Kementerian Pendidikan Tinggi, Sains, dan Teknologi (Kemendiktisaintek) membuka ruang kolaborasi strategis dengan Dewan Energi Nasional (DEN) serta pelaku industri, dengan menempatkan MIND ID sebagai salah satu mitra kunci. Langkah ini diakselerasi untuk memastikan kebijakan energi nasional melainkan dibangun di atas fondasi ilmiah yang kokoh dan aplikatif.

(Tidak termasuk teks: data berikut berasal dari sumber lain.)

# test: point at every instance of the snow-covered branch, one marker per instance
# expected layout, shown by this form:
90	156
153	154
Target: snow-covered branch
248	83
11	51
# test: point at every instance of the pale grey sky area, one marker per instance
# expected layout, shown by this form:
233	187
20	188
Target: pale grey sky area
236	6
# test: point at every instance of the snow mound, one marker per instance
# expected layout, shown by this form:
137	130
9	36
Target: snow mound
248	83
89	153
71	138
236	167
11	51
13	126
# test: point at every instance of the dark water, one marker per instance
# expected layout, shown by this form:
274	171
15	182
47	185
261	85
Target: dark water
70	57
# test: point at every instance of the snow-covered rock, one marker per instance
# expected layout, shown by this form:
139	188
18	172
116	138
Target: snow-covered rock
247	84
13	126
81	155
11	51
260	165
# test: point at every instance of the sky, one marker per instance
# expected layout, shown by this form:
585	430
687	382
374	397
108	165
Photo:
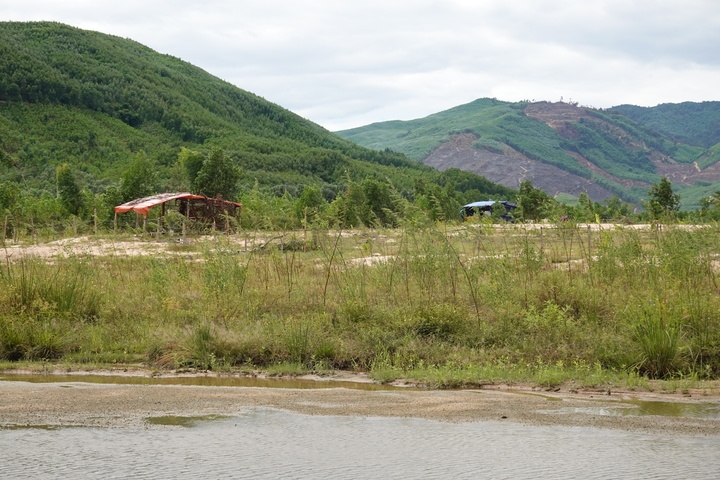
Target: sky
349	63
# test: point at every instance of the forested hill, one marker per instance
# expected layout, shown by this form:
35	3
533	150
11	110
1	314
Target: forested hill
694	123
566	149
96	101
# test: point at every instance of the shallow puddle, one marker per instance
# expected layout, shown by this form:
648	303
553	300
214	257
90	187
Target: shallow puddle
710	411
265	443
180	421
209	381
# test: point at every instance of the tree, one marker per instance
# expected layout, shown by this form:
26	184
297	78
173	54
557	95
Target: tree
218	176
140	179
68	190
533	202
662	202
309	204
190	163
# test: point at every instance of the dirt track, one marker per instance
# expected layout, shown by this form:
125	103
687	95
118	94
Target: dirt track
113	405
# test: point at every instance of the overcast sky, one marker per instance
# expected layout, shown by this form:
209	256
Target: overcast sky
348	63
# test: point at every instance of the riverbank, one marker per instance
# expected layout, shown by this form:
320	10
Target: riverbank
69	403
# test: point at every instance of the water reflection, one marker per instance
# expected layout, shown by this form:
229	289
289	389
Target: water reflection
639	408
206	381
265	443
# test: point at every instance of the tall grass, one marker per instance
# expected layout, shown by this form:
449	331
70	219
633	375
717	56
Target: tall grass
533	300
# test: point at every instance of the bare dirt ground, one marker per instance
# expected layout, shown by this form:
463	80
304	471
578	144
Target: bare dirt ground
70	403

Direktur Jenderal Riset dan Pengembangan Kemendiktisaintek, Fauzan Aziman, menegaskan bahwa riset nasional tidak lagi disusun sekadar berbasis topik, tetapi diarahkan untuk menjawab tantangan nyata industri dan kebutuhan strategis negara.
“Kami ingin penelitian berbasis pemecahan masalah. Problem statement itu tidak hanya datang dari kampus, tetapi juga dari industri, BUMN, dan Dewan Energi Nasional. Apa yang menjadi perhatian DEN dan industri seperti MIND ID, itulah yang kami dorong menjadi fokus penelitian,” ujar Fauzan dalam sosialisasi Peraturan Pemerintah Nomor 40 Tahun 2025 di Jakarta baru-baru ini.
Perubahan arsitektur riset tersebut diperkuat dengan peningkatan anggaran riset nasional dari Rp8 triliun menjadi Rp12 triliun pada 2025. Kenaikan 50% tersebut diarahkan untuk mempercepat penguasaan teknologi khususnya di sektor strategis, termasuk hilirisasi mineral dan ketahanan energi.